How to make custom Language and Tokenizer class without changing spacy source code? #11036

lingvisa · 2022-06-27T19:40:51Z

lingvisa
Jun 27, 2022

I used to compile Spacy source code locally and set up my-own-spacy as a dependency of my project, for example, KBMatcher. Then I can install my local compiled spacy into my virtual environment of KBMatcher. One of the primary reasons I need to modify Spacy is that I am using the Chinese models and I need to use two versions of tokenizer: char- and token- based tokenization in the same pipeline. I need to use char tokenization to do PhraseMatcher but then use Jieba tokenizations to disambiguate some of the char-based matches. The way I currently realize this purpose is the following:
In this line: https://github.com/explosion/spaCy/blob/v3.2.4/spacy/lang/zh/__init__.py

Line: 296, I add a function to update the segmenter:

class Chinese(Language):
    lang = "zh"
    Defaults = ChineseDefaults

    def update_segmenter(self, val):
        self.tokenizer.segmenter = val

Before I add Dictionary component to the pipeline, I set the segmenter to be char tokenization, so that PhraseMatcher can do char based tokenization. After that, I set the segmenter back to token based tokenization as below:

     self.nlp.update_segmenter(Segmenter.char)
        if 'dictionary' not in self.nlp.pipe_names:
            self.nlp.add_pipe('dictionary')
        self.nlp.update_segmenter(Segmenter.jieba)
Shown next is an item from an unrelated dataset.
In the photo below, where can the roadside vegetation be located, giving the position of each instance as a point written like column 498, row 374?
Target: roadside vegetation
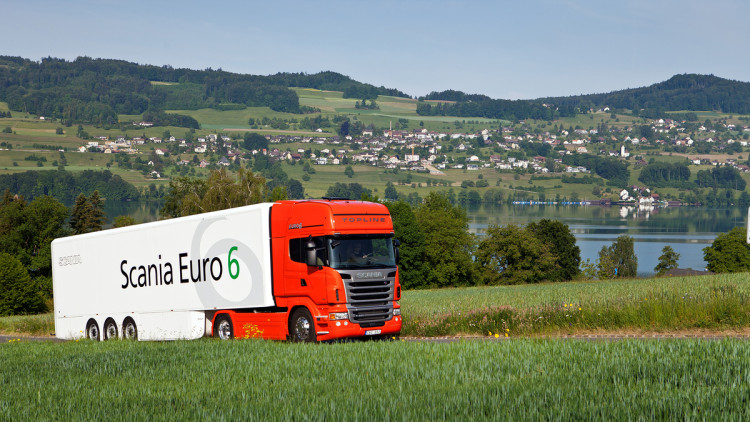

This worked for me locally. Now I want to "pip install spacy" directly without locally changing spacy source code, because currently there is an issue in our docker environment. Is there a way to achieve the same purpose somehow? For example, in my local KBMatcher if I create this file spacy_zh.py:

from spacy import Language
from spacy.lang.zh import ChineseDefaults

class Chinese(Language):
    lang = "zh"
    Defaults = ChineseDefaults

    def make_doc(self, text, merge_ascii=False):
        return self.tokenizer(text, merge_ascii)

    def update_segmenter(self, val):
        self.tokenizer.segmenter = val

This is like writing a custom version of the Chinese class by inheritance and overwrite the one in the spacy code base, although they are the same, but the load() function always returns an original 'Chinese' object, right:

nlp = spacy.load(model)

Another consideration is that without using inheritance, is there a way to get two versions of Chinese tokenizers from the 'nlp' object in my own code?

Answered by polm

Jun 28, 2022

That is a pretty complicated use of the pipeline! I am glad it worked for you, but I have never heard of anyone else changing the tokenizer on a pipeline in the same document, and I am surprised you didn't run into issues.

Regarding the issue with spacy.load, what is happening is that when you load the pipeline, it is also calling import spacy.lang.zh, and has no way to look at the custom code you defined. You should be able to define a custom language, use it at training/assemble time, and save a pipeline that way, though I think there are better ways to do this.

It sounds like you only need the jieba segmentation for comparison, right? In that case I think it makes sense to have a separ…

View full answer

polm · 2022-06-28T05:04:20Z

polm
Jun 28, 2022

That is a pretty complicated use of the pipeline! I am glad it worked for you, but I have never heard of anyone else changing the tokenizer on a pipeline in the same document, and I am surprised you didn't run into issues.

Regarding the issue with spacy.load, what is happening is that when you load the pipeline, it is also calling import spacy.lang.zh, and has no way to look at the custom code you defined. You should be able to define a custom language, use it at training/assemble time, and save a pipeline that way, though I think there are better ways to do this.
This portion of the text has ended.